The system also can create a mock interview based on the student's resume. It allows students an opportunity to prepare and will ask questions they might hear during an actual job interview. The difference, though, is each answer is critiqued on the spot.

“You might be asked about a certain experience on your resume,” Killough said. “You answer the question, and the system is thinking about keywords you mentioned in your response, comparing that to what is on your document and giving you feedback like, ‘You didn’t mention this skill, or you should elaborate more here.’”

As one might imagine, students are not exactly in a hurry to line up for an AI-style mock interview, but once they go through the process, they see it as invaluable. Quinncia has become a popular fixture in the center with thousands of students taking advantage of it.

During their final two years, students more than likely would interact with the center through the eight career fairs it hosts each year. Those offerings include a graduate school fair for those interested in continuing their education and a nonprofit fair for those considering work in that space.

Despite all the success stories, the center always has room for more students to take advantage of its services.

“Our satisfaction rate is good with students who use us,” Killough said. “But there are so many students who don’t. I would like to think there is pretty good saturation around campus, but I think we can always do better because we hear about students who graduate and say, ‘I wish I would have known about this.’”

Of course, not all students visit the center in person. They can also access services online through the website or social media. Students also might attend a career fair, but not make an appointment with the center. 

Two other resources students should be aware of are the center’s clothes closet and its headshot photobooth. The closet is open from 8:30 a.m. to 4 p.m. Monday through Friday and has a variety of professional attire for those preparing for a job interview. Appointments are recommended through the Hire Red Raiders site, and the center always welcomes donations of gently used professional clothing.

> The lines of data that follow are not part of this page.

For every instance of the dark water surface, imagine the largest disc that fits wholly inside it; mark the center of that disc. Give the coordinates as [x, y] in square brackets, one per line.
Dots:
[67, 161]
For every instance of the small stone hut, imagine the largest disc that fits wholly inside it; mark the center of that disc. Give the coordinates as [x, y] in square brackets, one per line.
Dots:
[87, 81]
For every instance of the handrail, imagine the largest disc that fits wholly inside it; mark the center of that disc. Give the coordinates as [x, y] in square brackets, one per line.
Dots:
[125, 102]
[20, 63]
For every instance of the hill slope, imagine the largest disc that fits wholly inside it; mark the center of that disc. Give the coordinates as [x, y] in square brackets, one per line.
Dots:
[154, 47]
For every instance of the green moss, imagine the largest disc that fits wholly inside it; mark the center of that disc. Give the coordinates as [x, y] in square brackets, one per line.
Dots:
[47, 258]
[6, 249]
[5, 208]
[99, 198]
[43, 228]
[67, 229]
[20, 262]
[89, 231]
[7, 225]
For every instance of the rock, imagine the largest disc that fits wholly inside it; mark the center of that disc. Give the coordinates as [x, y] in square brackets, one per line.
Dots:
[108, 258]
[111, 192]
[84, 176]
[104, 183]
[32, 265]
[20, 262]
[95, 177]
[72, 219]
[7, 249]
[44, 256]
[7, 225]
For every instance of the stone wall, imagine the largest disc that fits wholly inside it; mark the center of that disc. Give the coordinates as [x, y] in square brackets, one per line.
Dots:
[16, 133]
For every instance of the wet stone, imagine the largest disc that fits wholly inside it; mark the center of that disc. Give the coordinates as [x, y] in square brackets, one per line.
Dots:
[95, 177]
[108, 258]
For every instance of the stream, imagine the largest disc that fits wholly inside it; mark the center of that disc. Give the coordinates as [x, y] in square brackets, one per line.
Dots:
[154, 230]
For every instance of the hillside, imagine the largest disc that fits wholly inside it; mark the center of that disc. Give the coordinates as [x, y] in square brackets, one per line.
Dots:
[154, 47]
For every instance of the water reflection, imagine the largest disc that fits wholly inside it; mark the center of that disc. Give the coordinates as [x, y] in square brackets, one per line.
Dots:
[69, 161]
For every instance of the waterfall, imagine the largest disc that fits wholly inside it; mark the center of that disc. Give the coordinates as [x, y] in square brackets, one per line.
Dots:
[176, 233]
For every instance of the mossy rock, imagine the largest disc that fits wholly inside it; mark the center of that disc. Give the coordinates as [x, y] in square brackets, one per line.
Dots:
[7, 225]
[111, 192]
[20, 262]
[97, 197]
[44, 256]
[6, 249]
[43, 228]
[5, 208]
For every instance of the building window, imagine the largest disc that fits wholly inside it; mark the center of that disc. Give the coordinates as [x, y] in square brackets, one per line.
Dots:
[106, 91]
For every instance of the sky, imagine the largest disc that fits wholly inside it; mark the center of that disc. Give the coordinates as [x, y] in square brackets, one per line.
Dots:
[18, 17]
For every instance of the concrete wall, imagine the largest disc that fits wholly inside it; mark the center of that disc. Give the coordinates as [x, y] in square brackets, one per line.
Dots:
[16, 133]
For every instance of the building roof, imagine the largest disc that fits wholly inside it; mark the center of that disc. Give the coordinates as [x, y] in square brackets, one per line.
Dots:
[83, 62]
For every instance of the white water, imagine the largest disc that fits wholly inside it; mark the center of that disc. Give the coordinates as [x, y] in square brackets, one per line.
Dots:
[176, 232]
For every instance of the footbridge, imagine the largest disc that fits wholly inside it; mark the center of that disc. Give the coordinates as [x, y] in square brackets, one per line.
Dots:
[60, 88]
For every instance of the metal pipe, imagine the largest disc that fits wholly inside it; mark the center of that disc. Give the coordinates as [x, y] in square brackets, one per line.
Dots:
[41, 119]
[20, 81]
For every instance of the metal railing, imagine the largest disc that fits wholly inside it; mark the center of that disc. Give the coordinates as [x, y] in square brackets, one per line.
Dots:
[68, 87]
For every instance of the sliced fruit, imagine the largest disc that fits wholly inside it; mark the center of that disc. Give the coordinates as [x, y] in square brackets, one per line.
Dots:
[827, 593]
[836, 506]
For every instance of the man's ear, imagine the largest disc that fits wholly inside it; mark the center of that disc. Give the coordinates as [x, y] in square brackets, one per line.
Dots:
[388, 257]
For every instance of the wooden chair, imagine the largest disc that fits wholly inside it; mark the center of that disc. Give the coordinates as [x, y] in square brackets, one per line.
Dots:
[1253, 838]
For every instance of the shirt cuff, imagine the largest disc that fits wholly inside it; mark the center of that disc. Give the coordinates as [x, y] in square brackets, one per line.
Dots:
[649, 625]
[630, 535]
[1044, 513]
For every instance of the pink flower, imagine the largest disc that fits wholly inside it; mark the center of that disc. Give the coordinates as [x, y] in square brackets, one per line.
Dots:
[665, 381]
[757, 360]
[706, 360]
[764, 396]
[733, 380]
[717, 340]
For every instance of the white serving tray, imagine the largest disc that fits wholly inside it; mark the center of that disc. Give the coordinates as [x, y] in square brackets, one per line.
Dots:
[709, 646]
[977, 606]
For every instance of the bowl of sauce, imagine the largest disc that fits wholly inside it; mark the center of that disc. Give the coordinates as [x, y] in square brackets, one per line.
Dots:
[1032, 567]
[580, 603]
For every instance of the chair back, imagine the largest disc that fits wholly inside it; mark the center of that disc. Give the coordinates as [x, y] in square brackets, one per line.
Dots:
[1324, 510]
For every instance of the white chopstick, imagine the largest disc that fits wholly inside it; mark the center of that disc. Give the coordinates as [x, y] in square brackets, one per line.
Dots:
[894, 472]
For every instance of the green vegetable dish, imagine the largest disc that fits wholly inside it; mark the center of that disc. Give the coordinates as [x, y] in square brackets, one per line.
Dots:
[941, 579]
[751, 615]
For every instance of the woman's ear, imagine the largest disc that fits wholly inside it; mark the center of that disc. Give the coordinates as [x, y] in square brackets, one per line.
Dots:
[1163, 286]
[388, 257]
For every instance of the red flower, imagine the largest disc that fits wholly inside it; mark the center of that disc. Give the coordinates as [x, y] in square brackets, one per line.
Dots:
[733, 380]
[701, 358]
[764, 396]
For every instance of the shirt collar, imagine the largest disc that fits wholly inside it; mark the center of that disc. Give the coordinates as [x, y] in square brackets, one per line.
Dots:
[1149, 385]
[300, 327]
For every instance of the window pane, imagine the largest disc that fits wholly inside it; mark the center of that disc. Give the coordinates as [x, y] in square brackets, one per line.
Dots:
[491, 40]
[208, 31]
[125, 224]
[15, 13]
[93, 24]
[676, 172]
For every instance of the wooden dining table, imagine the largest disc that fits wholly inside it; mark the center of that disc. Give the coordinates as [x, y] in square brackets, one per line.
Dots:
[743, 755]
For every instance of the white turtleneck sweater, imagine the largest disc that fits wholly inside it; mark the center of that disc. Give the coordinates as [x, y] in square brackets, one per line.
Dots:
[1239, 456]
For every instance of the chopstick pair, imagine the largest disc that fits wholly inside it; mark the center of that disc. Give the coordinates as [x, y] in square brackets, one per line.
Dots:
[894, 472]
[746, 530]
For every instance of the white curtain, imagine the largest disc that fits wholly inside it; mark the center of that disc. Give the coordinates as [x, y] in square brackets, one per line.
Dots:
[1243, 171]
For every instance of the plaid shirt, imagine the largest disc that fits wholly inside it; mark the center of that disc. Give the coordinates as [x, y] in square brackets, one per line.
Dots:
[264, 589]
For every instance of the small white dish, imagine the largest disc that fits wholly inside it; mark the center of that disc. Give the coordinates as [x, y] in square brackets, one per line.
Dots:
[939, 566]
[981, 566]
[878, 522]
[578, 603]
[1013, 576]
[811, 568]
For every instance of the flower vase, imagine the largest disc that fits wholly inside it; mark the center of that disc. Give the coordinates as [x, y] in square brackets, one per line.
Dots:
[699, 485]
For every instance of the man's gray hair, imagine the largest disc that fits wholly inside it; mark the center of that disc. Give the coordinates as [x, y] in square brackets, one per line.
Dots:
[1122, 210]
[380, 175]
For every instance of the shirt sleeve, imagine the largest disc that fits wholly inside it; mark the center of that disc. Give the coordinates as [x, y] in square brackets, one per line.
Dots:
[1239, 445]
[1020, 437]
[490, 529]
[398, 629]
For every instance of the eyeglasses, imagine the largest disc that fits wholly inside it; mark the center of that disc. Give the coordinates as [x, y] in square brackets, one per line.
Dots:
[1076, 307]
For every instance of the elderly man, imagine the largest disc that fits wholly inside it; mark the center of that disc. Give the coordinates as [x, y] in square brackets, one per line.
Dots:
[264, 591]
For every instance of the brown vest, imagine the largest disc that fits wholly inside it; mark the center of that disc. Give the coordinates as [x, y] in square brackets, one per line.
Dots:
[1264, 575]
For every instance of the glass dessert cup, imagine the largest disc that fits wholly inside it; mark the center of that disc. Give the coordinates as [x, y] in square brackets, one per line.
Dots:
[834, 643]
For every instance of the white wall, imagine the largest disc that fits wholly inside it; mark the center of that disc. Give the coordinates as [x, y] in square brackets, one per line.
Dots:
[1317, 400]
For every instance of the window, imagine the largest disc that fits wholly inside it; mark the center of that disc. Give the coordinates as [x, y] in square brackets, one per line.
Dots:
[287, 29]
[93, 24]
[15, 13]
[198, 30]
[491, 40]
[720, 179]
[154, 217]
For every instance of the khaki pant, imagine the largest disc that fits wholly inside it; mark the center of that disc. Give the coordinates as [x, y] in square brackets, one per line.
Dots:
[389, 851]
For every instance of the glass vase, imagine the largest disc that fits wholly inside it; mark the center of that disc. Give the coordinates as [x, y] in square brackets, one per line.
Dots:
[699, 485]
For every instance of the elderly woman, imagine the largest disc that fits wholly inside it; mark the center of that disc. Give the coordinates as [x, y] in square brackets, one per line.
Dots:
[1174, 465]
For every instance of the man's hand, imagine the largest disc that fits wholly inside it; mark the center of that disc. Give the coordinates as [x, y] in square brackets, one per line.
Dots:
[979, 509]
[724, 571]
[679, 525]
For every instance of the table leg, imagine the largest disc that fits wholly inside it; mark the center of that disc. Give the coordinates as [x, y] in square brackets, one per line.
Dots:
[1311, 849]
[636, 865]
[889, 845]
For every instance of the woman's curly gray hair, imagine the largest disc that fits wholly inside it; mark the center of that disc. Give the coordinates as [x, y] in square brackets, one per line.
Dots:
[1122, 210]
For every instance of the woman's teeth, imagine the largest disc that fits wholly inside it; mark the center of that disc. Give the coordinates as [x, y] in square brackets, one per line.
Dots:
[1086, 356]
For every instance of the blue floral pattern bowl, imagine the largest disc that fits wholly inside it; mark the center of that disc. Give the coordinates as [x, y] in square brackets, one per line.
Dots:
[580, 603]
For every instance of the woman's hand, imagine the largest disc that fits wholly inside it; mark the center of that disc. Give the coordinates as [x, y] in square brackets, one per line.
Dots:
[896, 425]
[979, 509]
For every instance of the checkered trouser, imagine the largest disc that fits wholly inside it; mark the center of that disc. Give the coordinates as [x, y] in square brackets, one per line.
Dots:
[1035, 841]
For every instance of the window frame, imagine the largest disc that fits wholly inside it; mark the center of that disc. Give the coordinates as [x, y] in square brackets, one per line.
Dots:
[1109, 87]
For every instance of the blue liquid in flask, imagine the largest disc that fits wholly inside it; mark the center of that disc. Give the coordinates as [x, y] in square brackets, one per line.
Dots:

The photobooth is available from 8 am. to 5 p.m. Monday through Friday and offers a setting where a high-quality, professional headshot can be taken to include with resumes or post with online candidate profiles.

Texas Tech alumni can also access the center and use its services in numerous ways. Some may be wrapping up a long career but want to land a part-time gig in retirement. Other may have been downsized and are looking for a new opportunity. Killough would like to see even more seasoned Red Raiders access the center.

“There may be a feeling that once you leave here, a lot of your connection points no longer work, other than the alumni association,” he said. “But this is something that can help people have lifelong access to a sound career.”

Alumni can make an appointment, and the center has access to employers seeking people with experience rather than entry-level workers. Available employment options are also posted to job boards and other networks.

The center is a resource that should be on every student’s radar from the moment they step onto campus. As enjoyable and important as their years at Texas Tech will be, they will end, and another chapter will begin. The career center gives students the power to have a say over how those next pages will be written.

“I would tell them not to delay getting started,” Killough said. “It’s always better to start early. I know there is a part of every 18- to 24-year-old who would rather put it off and not think about because it can be a stressful decision.”

The pressure can be neutralized through basic steps like taking an assessment, learning about the connections between specific majors and career paths and talking through options with well-informed people who want to see Texas Tech students succeed because knowledge is always power.

“I once had a dad call us the happiness factory,” Killough said. “That resonated with me. Students may be fearful about coming in here because they don’t want to think about their future, but we’re friendly people who want to assist them with what’s around the corner and what they can do with their Texas Tech degree to be successful and thrive.”